Exit laughing
The middling resume and the empty guest register tell a story at odds with the inner monologue.
“Yet the ego is indestructible,” he says. “They’ll put my body in a box one day and put that box in the ground, but my ego will claw its undead ass right back out again.”
“Like the godless abomination it is,” I say, and he laughs a little too loudly, waking the cat.
The cat yawns.
“It’s eating my brain, sure enough” he says, “but I’m not so far gone that I can’t see myself for what I am.”
“Does that hurt? The brain part, I mean?”
“And for what I’m not.”
Fine.
“If you must self-deprecate, I’d prefer you did it in the bathroom, okay? And please turn on the fan.”
“Maybe I’m not the big damn deal I’d like to think I am,” he says.
“You have proof of this?
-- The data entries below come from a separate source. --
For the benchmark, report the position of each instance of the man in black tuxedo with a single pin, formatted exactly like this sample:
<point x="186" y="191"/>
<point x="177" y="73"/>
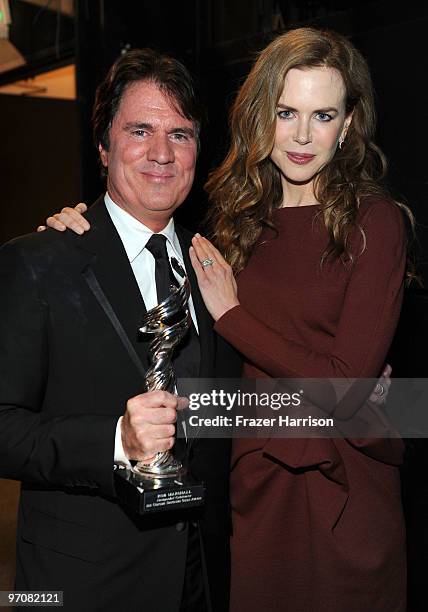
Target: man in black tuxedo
<point x="71" y="373"/>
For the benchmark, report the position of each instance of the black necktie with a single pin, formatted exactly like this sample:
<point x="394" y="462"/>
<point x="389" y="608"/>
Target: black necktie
<point x="187" y="354"/>
<point x="163" y="272"/>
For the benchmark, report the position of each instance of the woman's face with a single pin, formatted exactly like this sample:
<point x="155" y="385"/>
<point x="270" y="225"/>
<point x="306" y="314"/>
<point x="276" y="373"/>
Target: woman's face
<point x="311" y="118"/>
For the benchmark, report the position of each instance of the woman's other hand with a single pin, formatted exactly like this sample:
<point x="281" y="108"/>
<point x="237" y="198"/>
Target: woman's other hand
<point x="215" y="277"/>
<point x="70" y="218"/>
<point x="380" y="392"/>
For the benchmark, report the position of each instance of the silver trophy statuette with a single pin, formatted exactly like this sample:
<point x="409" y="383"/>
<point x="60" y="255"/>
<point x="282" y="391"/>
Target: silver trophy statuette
<point x="167" y="323"/>
<point x="162" y="483"/>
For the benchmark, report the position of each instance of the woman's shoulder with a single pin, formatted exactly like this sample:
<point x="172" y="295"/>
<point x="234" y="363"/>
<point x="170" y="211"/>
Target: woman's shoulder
<point x="380" y="212"/>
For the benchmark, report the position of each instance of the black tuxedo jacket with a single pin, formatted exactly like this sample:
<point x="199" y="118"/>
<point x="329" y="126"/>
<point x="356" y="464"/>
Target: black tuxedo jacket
<point x="65" y="377"/>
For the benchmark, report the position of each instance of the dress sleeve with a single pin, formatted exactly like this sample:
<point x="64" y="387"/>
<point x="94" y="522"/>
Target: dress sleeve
<point x="367" y="323"/>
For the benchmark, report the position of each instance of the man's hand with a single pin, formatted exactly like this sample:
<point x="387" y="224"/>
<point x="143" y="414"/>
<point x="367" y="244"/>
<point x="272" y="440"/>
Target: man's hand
<point x="68" y="218"/>
<point x="148" y="425"/>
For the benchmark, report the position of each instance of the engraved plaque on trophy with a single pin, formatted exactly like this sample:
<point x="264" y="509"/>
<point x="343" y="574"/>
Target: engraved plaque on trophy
<point x="162" y="483"/>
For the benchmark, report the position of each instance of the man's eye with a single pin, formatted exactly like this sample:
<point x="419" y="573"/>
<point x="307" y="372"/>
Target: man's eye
<point x="180" y="136"/>
<point x="284" y="114"/>
<point x="324" y="117"/>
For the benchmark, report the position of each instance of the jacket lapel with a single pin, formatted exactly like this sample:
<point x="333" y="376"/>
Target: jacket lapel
<point x="109" y="265"/>
<point x="205" y="322"/>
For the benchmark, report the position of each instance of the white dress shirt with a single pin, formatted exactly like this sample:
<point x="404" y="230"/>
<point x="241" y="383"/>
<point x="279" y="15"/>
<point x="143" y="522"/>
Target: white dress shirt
<point x="134" y="236"/>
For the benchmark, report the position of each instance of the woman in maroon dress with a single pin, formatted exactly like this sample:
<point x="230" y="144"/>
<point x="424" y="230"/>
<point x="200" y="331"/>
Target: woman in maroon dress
<point x="318" y="250"/>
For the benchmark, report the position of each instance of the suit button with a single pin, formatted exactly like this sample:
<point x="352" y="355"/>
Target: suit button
<point x="181" y="526"/>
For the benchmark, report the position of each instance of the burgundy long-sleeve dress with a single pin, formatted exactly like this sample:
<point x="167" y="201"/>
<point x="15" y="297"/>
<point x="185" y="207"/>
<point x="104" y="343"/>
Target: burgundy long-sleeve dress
<point x="317" y="523"/>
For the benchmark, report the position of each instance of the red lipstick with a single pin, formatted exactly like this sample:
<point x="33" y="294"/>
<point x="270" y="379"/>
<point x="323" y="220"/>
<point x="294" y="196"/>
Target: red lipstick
<point x="299" y="158"/>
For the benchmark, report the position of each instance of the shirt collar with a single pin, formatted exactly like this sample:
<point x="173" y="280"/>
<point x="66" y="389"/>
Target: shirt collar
<point x="135" y="235"/>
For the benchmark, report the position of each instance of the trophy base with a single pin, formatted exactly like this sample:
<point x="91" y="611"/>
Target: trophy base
<point x="144" y="494"/>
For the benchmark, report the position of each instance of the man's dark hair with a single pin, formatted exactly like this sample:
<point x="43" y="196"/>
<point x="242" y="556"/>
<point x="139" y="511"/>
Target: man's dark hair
<point x="170" y="75"/>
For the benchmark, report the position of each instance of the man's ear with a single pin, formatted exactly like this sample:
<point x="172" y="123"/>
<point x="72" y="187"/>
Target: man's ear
<point x="103" y="155"/>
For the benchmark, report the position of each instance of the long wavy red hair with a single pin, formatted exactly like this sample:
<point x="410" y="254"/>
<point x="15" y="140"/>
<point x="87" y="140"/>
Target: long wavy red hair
<point x="246" y="188"/>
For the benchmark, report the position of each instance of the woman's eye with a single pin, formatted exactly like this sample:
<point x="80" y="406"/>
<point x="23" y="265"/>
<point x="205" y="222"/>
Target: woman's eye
<point x="324" y="117"/>
<point x="284" y="114"/>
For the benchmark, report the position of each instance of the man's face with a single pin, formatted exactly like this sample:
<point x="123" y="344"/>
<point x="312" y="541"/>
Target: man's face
<point x="152" y="155"/>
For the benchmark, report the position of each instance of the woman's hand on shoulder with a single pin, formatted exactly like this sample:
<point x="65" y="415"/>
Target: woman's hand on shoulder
<point x="215" y="277"/>
<point x="71" y="218"/>
<point x="381" y="390"/>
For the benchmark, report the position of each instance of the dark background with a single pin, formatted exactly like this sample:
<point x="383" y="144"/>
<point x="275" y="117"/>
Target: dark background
<point x="47" y="159"/>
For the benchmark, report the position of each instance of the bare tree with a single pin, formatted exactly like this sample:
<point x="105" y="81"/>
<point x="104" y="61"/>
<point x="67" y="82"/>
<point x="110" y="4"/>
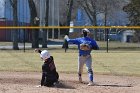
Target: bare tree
<point x="15" y="23"/>
<point x="34" y="21"/>
<point x="93" y="8"/>
<point x="44" y="41"/>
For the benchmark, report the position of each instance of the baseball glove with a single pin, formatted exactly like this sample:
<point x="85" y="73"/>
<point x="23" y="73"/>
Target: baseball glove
<point x="84" y="47"/>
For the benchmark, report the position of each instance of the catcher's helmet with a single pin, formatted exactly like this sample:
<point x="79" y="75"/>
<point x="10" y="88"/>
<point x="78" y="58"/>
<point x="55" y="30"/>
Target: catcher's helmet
<point x="85" y="30"/>
<point x="45" y="55"/>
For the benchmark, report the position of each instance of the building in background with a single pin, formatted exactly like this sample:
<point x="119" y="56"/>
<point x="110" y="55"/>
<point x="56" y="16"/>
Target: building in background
<point x="6" y="16"/>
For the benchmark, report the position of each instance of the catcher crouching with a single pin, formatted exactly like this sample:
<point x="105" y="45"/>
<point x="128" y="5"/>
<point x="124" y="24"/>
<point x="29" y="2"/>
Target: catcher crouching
<point x="49" y="74"/>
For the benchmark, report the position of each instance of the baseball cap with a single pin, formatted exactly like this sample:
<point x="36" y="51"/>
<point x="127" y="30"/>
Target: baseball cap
<point x="45" y="54"/>
<point x="85" y="30"/>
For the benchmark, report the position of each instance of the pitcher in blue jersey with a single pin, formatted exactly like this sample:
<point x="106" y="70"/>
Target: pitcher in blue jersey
<point x="85" y="46"/>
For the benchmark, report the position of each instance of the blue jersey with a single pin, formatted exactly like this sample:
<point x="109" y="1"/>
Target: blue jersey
<point x="84" y="40"/>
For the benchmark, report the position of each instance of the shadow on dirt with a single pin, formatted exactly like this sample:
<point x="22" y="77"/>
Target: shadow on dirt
<point x="62" y="84"/>
<point x="105" y="85"/>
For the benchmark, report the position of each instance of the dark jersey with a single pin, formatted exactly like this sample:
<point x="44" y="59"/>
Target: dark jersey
<point x="49" y="73"/>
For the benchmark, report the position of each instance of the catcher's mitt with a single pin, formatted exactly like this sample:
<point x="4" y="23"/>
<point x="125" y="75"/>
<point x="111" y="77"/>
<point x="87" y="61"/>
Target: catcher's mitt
<point x="84" y="47"/>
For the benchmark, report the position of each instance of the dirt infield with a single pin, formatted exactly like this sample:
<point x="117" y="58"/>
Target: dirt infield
<point x="25" y="82"/>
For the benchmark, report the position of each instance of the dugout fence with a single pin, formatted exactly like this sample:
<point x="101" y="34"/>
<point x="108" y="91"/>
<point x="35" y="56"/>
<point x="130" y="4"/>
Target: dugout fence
<point x="109" y="38"/>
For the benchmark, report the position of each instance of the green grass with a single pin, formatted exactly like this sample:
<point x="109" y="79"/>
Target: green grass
<point x="118" y="63"/>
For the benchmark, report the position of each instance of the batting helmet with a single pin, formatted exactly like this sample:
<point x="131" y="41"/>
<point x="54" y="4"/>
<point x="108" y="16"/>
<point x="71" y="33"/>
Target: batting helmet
<point x="45" y="55"/>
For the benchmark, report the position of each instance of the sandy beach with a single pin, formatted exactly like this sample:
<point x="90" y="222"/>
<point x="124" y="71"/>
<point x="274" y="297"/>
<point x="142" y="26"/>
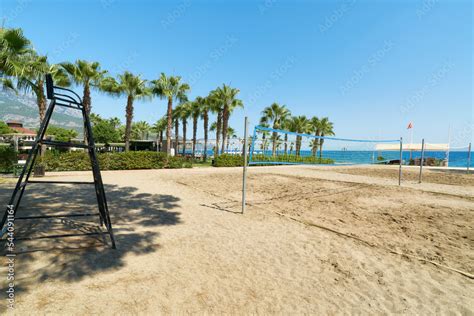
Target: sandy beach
<point x="313" y="240"/>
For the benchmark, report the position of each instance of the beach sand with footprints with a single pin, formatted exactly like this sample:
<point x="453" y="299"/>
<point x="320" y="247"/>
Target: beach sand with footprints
<point x="312" y="240"/>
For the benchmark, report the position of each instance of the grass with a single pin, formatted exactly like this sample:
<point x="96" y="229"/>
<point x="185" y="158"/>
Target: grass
<point x="202" y="164"/>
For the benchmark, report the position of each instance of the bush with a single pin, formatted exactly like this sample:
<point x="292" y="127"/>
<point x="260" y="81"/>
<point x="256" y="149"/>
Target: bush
<point x="293" y="159"/>
<point x="132" y="160"/>
<point x="8" y="159"/>
<point x="227" y="160"/>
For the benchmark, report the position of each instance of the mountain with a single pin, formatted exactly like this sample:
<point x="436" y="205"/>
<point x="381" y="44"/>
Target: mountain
<point x="23" y="108"/>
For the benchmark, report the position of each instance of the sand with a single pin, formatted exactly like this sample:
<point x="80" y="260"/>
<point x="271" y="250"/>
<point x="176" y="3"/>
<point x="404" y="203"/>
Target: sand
<point x="183" y="247"/>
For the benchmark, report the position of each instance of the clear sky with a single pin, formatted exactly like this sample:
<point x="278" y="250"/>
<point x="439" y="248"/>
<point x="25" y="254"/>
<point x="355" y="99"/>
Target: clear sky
<point x="370" y="66"/>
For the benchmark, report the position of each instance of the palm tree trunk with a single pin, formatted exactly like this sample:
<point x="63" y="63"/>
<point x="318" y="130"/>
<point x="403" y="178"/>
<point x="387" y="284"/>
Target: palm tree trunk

Something in writing? Otherwise, I don’t …”
“The proof is in the pudding.” He pauses, meets my eyes, waits for me to ask about the pudding, which I don’t do, so he explains. “I’m the only admirer I have left.”
The cat stretches and walks away. O, o, o, to be a cat. A moment later, we hear her in the kitchen.
“Strange days,” I say. “Terra incognita.”
“Very much so,” he says.
We run out of words.
crunch. crunch-crunch. clink of metal tag on porcelain bowl, crunch.
“I’m hungry,” he says.
“I have leftovers,” I say.
“God is good,” he says.
Always.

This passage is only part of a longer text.